Notebook

MidTerm Assignment: notebook 1: Revision¶

Given date : March 30

Due date : April 17

Total : 10 pts¶

Question 1.1. Statistical learning: Maximum likelihood (Total 5pts)¶

This exercise contains a pen and paper part and a coding part. You should submit the pen and paper either in lateX or take a picture of your written solution and join it to the Assignment folder.

We consider the dataset given below.
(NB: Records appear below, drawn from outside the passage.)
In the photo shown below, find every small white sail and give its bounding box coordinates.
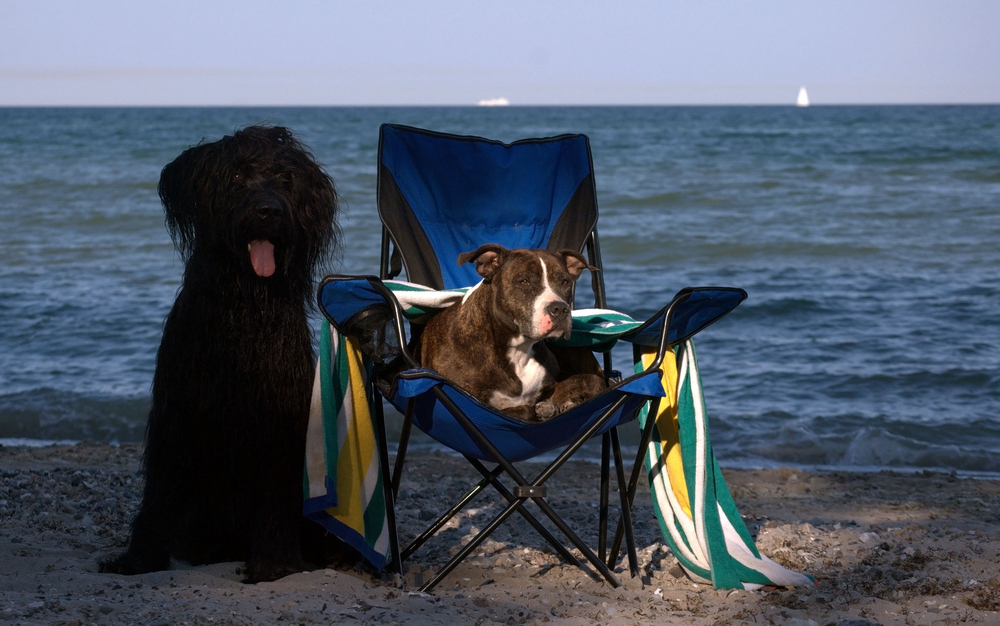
[795,87,809,107]
[476,97,510,107]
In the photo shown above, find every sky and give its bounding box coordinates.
[0,0,1000,106]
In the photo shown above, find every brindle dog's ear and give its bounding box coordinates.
[458,243,510,280]
[559,248,599,280]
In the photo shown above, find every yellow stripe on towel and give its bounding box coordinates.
[642,350,693,518]
[326,337,378,536]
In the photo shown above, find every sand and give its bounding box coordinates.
[0,443,1000,626]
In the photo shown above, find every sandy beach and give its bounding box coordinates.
[0,443,1000,626]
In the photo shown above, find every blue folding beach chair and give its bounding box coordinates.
[319,125,746,591]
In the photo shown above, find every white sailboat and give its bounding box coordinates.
[795,87,809,107]
[476,98,510,107]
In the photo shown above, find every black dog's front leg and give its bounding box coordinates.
[98,480,170,576]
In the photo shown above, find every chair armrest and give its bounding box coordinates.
[621,287,747,369]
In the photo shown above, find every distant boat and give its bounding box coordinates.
[795,87,809,107]
[476,98,510,107]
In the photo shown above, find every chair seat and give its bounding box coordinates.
[389,369,664,462]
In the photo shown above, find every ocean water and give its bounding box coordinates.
[0,106,1000,475]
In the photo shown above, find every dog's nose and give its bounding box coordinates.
[257,200,285,220]
[545,302,569,321]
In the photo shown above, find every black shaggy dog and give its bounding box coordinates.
[101,126,338,582]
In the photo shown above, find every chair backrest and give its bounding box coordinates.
[378,124,603,291]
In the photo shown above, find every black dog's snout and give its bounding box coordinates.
[545,302,569,320]
[257,199,285,220]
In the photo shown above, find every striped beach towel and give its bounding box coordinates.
[303,321,389,571]
[636,340,813,589]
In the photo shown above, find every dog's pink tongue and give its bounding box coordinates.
[250,239,274,278]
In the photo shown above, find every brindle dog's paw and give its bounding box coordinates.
[535,400,559,420]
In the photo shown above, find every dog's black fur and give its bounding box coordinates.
[101,126,338,582]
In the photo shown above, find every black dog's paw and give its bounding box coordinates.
[535,400,559,422]
[97,550,170,576]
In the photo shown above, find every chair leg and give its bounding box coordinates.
[368,386,403,577]
[611,398,660,561]
[597,433,611,561]
[403,467,502,560]
[392,399,415,497]
[465,457,580,567]
[608,428,639,577]
[420,492,523,593]
[532,498,621,588]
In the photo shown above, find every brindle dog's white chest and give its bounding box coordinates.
[490,336,546,411]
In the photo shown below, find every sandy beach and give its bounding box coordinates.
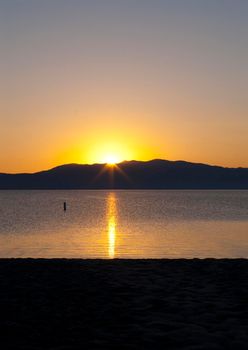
[0,259,248,350]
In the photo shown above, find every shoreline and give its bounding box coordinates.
[0,258,248,350]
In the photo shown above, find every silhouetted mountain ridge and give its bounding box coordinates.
[0,159,248,189]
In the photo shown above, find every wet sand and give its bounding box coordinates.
[0,259,248,350]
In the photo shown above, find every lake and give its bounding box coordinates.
[0,190,248,259]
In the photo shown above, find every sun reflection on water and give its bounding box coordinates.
[107,192,117,259]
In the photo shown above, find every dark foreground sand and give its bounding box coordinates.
[0,259,248,350]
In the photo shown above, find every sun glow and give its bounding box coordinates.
[103,154,122,165]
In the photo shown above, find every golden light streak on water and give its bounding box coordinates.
[107,192,117,259]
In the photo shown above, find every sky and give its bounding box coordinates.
[0,0,248,173]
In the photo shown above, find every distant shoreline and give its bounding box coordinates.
[0,159,248,190]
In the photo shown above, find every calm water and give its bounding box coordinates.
[0,191,248,258]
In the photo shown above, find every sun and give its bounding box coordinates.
[103,154,121,165]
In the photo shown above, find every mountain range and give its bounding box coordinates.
[0,159,248,189]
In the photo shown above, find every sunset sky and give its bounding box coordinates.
[0,0,248,172]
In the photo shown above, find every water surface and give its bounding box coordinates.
[0,190,248,258]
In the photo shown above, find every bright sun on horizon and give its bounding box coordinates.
[87,141,135,165]
[103,154,123,165]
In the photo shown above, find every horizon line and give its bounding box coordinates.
[0,158,248,175]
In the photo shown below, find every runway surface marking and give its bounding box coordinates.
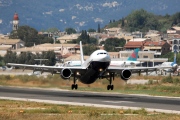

This dataset was generated from a Gaussian distribution with a given mean $\mathbf{\mu} = (\mu_1, \mu_2)$ and covariance matrix $\mathbf{\Sigma} = \left[\begin{array}{cc} \sigma_1^2 & 0 \\ 0 & \sigma_2^2 \end{array}\right]$. We would like to recover the mean and variance from the data. In order to do this, use the following steps:

Write the general expression for the probability (multivariate (2D) Gaussian with diagonal covariance matrix) to observe a single sample
We will assume that the samples are independent and identically distributed so that the probability of observing the whole dataset is the product of the probabilties of observing each one of the samples $\left\{\mathbf{x}^{(i)} = (x_1^{(i)}, x_2^{(i)})\right\}_{i=1}^N$. Write down this probability
Take the negative logarithm of this probability
Once you have taken the logarithm, find the expression for $mu_1, \mu_2$, $\sigma_1$ and $\sigma_2$ by maximizing the probability.

In [66]:

import numpy as np

from scipy.io import loadmat
X = loadmat('dataNotebook1_Ex1.mat')['X']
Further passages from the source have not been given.